Gestalt and Mindfulness therapies:

We practice the "mindful pause"—creating a gap between the automatic impulse to please and the conscious choice to be yourself.

Invest in safe, loving connections.

Attachment, IFS, and Social Justice therapies:

We build a compassionate, neuro and cultural-affirming connection to your authenticity and learn how to maintain it within your community.

From self-abandonment to self-sovereignty.

You no longer have to trade your truth for your safety. For a long time, you may have felt like you were treading water—exhausting yourself to maintain a surface-level peace for everyone else. Together, we work so you can finally stay with yourself, inhabit the strength of your own body, and trust your inherent buoyancy.

The goal isn't to lose your survival skills; it's to gain your choice. In moments of true danger, you can still choose to fawn. But now, you have a path to come back home to yourself afterward.

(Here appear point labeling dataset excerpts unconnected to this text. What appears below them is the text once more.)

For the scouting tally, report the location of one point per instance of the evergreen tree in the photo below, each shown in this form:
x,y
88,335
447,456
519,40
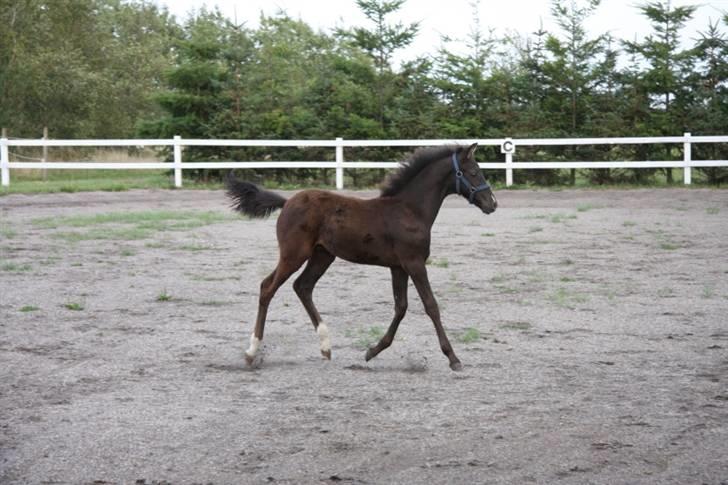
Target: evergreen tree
x,y
668,66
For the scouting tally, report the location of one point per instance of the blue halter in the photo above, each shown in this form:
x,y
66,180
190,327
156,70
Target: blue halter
x,y
460,178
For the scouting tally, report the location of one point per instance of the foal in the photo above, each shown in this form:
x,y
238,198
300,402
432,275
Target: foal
x,y
392,230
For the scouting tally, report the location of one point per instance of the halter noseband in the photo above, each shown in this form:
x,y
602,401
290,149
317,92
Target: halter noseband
x,y
460,178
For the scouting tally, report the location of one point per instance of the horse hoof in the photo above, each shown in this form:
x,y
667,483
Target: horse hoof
x,y
456,366
370,354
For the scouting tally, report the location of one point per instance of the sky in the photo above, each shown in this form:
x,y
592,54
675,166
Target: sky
x,y
455,18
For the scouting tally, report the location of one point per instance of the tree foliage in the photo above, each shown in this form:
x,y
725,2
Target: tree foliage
x,y
123,68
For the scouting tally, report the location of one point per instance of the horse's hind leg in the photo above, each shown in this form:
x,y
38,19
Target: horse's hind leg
x,y
286,267
399,288
304,284
418,273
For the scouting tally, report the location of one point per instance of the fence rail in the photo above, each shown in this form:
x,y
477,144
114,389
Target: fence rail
x,y
508,147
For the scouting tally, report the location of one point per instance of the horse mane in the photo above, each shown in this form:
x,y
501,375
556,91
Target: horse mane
x,y
421,158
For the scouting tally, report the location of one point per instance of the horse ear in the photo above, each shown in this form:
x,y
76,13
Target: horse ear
x,y
471,150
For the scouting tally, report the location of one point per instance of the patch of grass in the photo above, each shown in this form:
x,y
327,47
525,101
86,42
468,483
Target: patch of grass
x,y
69,181
470,335
99,234
520,326
567,299
561,217
669,246
215,303
6,232
365,338
438,263
157,220
11,267
195,247
129,226
498,279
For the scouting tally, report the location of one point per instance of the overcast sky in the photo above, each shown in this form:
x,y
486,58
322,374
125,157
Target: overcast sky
x,y
455,17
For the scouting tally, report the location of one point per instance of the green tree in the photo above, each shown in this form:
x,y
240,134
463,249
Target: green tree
x,y
668,65
709,87
380,43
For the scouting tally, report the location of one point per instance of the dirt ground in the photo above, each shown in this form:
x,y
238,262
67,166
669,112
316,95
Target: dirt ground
x,y
593,326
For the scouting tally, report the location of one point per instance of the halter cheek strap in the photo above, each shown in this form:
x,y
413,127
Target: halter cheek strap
x,y
460,178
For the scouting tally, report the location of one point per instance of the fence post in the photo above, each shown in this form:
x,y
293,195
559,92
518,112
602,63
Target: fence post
x,y
339,163
509,171
4,162
177,162
687,158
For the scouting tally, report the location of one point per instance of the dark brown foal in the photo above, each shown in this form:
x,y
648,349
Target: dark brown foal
x,y
392,230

  • “I folded myself into a quiet shape, one that wouldn’t rip your peace or challenge your version of love.”

    Rita Kay in the book Shhh… Don’t Say It: A Memoir in Fragments on Trauma, Abuse, CPTSD, and Healing

  • "Fawning is not a conscious choice. It is a survival mechanism. ... The fawner's intentions then were never to please or compulsively caretake. We were looking for power in situations where we were powerless."

    Dr. Ingrid Clayton, PhD in her book Fawning: Why the Need to Please Makes Us Lose Ourselves—and How to Find Our Way Back

  • "Fawn types seek safety by merging with the wishes, needs and demands of others. They act as if they unconsciously believe that the price of admission to any relationship is the forfeiture of all their needs, rights, preferences and boundaries."

    Pete Walker, MA, MFT in his essay “The 4Fs: A Trauma Typology in Complex PTSD”

  • "Fawning has been necessary for People of Color (POC) to survive in a society where white people have long been the gatekeepers determining whether and where POC can acquire property, attend schools, get jobs, be paid, get promoted, or merely exist."

    Meg Josephson, LCSW in the book Are You Mad at Me?